A protein packed meal that is as pleasant to the tummy as to the eye.
Serving Size: 4
- 1 block tofu, cut into 1 inch cubes
- 4 ounces t.v.p.
- 3 tablespoons chili bean paste
- 1 teaspoon Szechwan pepper
- dried whole chilies (optional, how much is up to you)
- 1 tablespoon fermented black beans or black bean paste
- 1 tablespoon soy sauce
- 1 tablespoon rice wine
- 3 slices of ginger, grated
- 4 green onions, sliced in half lengthwise then cut into 3 inch sections separating the white part from the green part (reserve some of the green parts to garnish on top)
- 2 cloves garlic, minced or pressed
- 1/4 teaspoon white pepper
- 1/2 teaspoon brown sugar
- 1/4 cup. vegetable stock
- 1 tablespoon oil
- 1 tablespoon cornstarch mixed with
- 2 tablespoons water
- salt to taste
- Reconstitute the t.v.p. with boiling water, a bit of soy sauce and a pinch of salt.
- Let it soak and absorb the liquid, set aside.
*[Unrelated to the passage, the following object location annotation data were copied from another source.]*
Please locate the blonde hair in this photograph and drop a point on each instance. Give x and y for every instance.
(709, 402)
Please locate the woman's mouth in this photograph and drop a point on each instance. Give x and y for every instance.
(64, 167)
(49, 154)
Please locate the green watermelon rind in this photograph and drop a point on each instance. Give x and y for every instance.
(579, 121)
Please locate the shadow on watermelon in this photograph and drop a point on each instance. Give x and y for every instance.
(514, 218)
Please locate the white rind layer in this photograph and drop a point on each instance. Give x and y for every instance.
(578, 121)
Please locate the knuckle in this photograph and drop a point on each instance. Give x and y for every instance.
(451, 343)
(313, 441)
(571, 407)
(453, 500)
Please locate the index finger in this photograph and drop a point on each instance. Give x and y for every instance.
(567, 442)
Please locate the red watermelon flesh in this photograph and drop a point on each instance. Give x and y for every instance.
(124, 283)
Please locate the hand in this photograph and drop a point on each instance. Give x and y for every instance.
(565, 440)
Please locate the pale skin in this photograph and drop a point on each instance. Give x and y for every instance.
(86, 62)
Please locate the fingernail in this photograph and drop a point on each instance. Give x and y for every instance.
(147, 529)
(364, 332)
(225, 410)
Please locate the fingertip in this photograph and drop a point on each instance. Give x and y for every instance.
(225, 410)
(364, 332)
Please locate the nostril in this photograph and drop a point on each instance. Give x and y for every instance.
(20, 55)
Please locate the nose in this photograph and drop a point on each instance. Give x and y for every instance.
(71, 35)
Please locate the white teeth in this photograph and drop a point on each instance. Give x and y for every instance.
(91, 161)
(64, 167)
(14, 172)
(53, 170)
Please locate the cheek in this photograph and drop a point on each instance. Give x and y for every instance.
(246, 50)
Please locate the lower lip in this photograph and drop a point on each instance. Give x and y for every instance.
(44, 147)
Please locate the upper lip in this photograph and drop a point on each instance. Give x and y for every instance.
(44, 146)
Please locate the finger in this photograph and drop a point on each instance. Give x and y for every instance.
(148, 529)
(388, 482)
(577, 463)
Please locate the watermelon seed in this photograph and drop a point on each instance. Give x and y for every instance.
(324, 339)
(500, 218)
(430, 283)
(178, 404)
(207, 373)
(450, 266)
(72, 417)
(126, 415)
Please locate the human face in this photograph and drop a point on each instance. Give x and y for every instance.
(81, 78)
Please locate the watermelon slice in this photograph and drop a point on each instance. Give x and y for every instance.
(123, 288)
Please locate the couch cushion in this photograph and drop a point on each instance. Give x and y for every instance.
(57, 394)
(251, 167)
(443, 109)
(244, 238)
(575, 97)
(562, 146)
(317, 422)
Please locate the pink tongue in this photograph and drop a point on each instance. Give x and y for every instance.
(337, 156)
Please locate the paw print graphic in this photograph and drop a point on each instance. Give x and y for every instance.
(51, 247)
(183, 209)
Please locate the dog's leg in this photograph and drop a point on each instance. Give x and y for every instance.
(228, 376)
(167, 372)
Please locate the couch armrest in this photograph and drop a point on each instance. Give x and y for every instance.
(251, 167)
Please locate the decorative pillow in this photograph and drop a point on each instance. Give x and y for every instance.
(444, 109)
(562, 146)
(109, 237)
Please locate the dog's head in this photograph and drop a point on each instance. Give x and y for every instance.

- In a wok or skillet, heat 1 Tbs. of vegetable oil over medium high heat.
- Add the grated ginger, white part of the green onion, and ground Szechwan peppercorns and cook until fragrant about 30 seconds to a minute.
- Add the tofu pieces and gently saute so that they are a light golden color.
- Add the reconstituted t.v.p., the chili bean paste, garlic, fermented black beans (if using), soy sauce, rice wine, white pepper, and sugar, and cook for another minute or two.
- Add the green part of the green onions, vegetable stock and simmer for about 15 minutes, stir occasionally and carefully so you don’t break up the delicate tofu.
- Meanwhile mix the cornstarch with some water in a small bowl and set aside.
- After simmering, add the cornstarch slurry and bring up to a simmer again and cook until thickened.
- Garnish with chopped green onions and serve with white rice.
Be careful not to add too much salt, especially if using the black bean paste, it could become too salty.